Faith: It’s More than a Feeling
Where is the Christian to look for assurance of God’s love? Many Christians think, and are encouraged by their church’s practices, to think that our assurance of God’s love for us and our status and standing before God is to be based on our emotional reactions and feelings. This is a dangerous trap. Here is how it was put a number of years ago, when a Lutheran commented on the problem with Christian churches that point people to their emotional reactions to God’s Word, rather than the objective assurance of the promises of God’s Word. One of the ongoing problems with much of American Protestantism is an emotion-based faith, rather than a means-of-grace faith. Here is why.

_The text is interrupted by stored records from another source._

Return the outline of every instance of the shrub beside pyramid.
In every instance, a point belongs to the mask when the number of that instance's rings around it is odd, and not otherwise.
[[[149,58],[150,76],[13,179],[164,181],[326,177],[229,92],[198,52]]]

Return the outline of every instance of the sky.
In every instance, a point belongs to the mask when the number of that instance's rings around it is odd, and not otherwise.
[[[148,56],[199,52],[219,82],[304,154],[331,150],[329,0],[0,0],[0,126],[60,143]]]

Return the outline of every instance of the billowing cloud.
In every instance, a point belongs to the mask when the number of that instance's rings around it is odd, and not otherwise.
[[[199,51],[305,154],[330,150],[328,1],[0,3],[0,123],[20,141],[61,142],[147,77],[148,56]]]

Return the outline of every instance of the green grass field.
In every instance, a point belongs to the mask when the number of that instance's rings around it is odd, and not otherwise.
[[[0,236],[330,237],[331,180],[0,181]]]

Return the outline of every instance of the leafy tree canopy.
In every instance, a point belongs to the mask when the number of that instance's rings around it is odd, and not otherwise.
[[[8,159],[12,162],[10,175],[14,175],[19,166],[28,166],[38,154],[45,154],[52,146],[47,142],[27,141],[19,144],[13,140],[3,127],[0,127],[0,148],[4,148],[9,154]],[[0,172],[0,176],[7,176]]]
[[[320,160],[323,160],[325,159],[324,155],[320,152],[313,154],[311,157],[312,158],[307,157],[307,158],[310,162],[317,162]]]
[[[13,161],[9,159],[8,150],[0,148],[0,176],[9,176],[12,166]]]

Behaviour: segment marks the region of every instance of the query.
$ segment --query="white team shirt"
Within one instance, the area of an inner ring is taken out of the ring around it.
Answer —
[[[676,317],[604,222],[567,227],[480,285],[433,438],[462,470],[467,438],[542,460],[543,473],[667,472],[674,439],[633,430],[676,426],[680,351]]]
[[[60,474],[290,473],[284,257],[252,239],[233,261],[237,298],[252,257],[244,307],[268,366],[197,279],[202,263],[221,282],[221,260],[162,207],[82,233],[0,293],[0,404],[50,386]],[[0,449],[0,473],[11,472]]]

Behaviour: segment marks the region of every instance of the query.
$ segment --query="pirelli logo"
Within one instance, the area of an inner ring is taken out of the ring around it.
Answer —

“[Many American Christians] disregard the orderly means of grace, the Word and the Sacraments, and seek the assurance of divine grace and the validation of the divine working of grace in their soul not from out of the Word and Sacraments alone, but chiefly from the feelings of their hearts, which they infer have come down immediately from God. Consider what soul-care, or rather, soul-abuse comes from this. Let’s consider what happens in the case of many Christians. A person has himself baptized, certainly out of an honest longing for salvation and grace, then he’s told to give himself this witness that he’s longed for. When there is a longing after grace, that person is also ready for grace. Then that spark of faith should have been aroused and brought near, in order to be able to joyfully grasp hold of the great promises of God in Baptism. But instead of that, this poor little baptized fellow is now first cast into his own heart, into doubt about grace. That is, since the Holy Ghost is not jumping around in him, or bursting out in laughter, or giving evidence of his presence in some other “sign,” then he is forced to wrestle after the witness of the Holy Ghost. The poor fellow is thrown into anxiety and confusion. He dare not believe that he’s already received the witness of the Holy Ghost with Baptism. He satisfies himself with the outer ceremony and confesses that he has not yet received the witness, but he seeks it. So the poor fellow is misled, to turn with his trust away from the promises of the means of grace ordained by God and instead to trade them for his own deceptive heart. The comfort that baptism is for him is completely lost, and to him it is merely an external ceremony. And what significance can this ceremony have for him when it has not given him what is most important, the assurance of grace? Thus this kind operverse treatment of souls destroys every steadfast assurance on the Word and the promises of God and turns people over to the self-deception of their own hearts. The good fruits awakened through their preaching of repentance is returned again into its seed through their ignorant treatment of souls, and instead of a healthy, well formed man in Christ, he has yet to be born.”
Pastor Schieferdecker, “A Critique of Methodism,” in Der Lutheraner, Volume 1, Number 17, April 1845 (Saint Louis, Missouri), translated by Pastor Joel Baseley. Edited by PTM.